I did not catch it. I had not listened to chapter 14.

Spot-checking 14 hours of audio is not quality assurance. It is prayer.

The Problem With Generative Audio QA

Traditional software QA checks outputs against expected values. You assert that function(input) returns expected_output. If it does not, the test fails.

Generative audio does not have expected outputs. The same text can be read in infinitely many valid ways — different pacing, different emphasis, different breath patterns. You cannot assert that the audio matches a reference waveform. You cannot even assert that the waveform is "smooth" or "clean" in any simple way, because natural speech has irregular waveforms by design.
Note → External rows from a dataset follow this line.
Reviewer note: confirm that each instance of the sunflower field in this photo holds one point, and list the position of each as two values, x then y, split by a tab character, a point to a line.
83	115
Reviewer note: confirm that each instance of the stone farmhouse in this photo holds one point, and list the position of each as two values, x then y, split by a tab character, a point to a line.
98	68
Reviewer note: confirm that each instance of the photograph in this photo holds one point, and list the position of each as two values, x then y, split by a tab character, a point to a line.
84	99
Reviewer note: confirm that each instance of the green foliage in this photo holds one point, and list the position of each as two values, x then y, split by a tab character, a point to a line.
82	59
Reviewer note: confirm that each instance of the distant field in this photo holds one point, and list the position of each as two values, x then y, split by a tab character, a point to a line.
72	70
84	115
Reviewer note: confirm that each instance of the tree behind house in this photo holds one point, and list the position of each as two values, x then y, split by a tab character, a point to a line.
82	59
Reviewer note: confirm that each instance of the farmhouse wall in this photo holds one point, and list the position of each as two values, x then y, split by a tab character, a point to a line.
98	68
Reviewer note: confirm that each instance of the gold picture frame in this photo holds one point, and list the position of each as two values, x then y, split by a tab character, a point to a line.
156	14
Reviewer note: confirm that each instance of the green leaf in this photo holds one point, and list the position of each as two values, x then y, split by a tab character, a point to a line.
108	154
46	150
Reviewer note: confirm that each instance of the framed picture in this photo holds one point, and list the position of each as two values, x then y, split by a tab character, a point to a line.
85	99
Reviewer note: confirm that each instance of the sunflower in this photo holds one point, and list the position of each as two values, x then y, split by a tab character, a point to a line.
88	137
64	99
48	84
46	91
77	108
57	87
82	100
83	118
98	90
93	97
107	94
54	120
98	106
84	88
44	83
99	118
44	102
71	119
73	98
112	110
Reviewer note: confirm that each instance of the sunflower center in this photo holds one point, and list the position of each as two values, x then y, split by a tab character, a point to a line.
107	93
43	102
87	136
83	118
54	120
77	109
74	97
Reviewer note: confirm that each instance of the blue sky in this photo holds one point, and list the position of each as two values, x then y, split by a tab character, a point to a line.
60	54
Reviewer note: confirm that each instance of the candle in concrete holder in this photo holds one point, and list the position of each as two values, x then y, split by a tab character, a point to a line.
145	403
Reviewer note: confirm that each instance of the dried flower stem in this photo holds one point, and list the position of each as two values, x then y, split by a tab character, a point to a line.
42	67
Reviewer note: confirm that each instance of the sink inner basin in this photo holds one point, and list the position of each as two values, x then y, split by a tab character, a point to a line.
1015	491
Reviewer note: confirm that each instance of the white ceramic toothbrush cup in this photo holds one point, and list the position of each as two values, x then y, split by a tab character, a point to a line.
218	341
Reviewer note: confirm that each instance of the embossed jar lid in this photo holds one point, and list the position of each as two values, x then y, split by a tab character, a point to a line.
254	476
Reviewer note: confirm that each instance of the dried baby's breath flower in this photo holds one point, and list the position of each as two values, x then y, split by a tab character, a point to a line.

What you can assert is that the audio contains the right words in the right order. If the model dropped a word, repeated a word, substituted a word, or produced noise instead of a word, the text content of the audio will not match the source manuscript.

This is the insight: you don't verify the audio. You verify that the audio says what it was supposed to say.

The Loop

The QA loop has four stages:

1. Generate. The TTS worker produces audio for a text segment. This is the normal generation step — no changes to the pipeline.

2. Transcribe. Run the generated audio through Whisper. The ASR model produces a text transcription of what it heard in the audio.

3. Compare. Compare the Whisper transcription to the original source text. Normalize both — lowercase, strip punctuation, collapse whitespace — so the comparison is on word content, not formatting.

4. Retry or accept. If the transcribed text matches the source text (or is close enough within a threshold), the segment passes. If the mismatch exceeds the threshold, the segment goes back into the generation queue for another attempt.

The loop runs automatically. No human listens to anything. No human reads transcripts. The system generates, verifies, and retries on its own.

The Comparison

The comparison step is where the design decisions live. You need to handle four things:

Exact word match is too strict. Whisper sometimes transcribes "cannot" as "can not," or "well-being" as "well being." These are not errors in the audio — they are normalization differences in the transcription. A strict word-by-word comparison would flag these as mismatches and trigger unnecessary retries.

Fuzzy matching handles this. Instead of exact string equality, compare using a word error rate (WER). Normalize both texts — lowercase, remove punctuation, expand contractions — then calculate the edit distance between the word sequences. A WER of 0% means perfect match. A WER of 5% means roughly one word in twenty is different.

Set a threshold. Below the threshold, accept the segment. Above it, retry. I set the threshold at 2%. That translates to roughly one word difference in a 50-word segment. Any more than that, and something is likely wrong — a dropped word, a mispronunciation that Whisper heard as a different word, or audio corruption.

The threshold is the most important parameter in the system. Too low and you retry segments that are actually fine, wasting GPU time. Too high and you accept segments with real errors. 2% was the sweet spot after testing on about 40 hours of generated audio.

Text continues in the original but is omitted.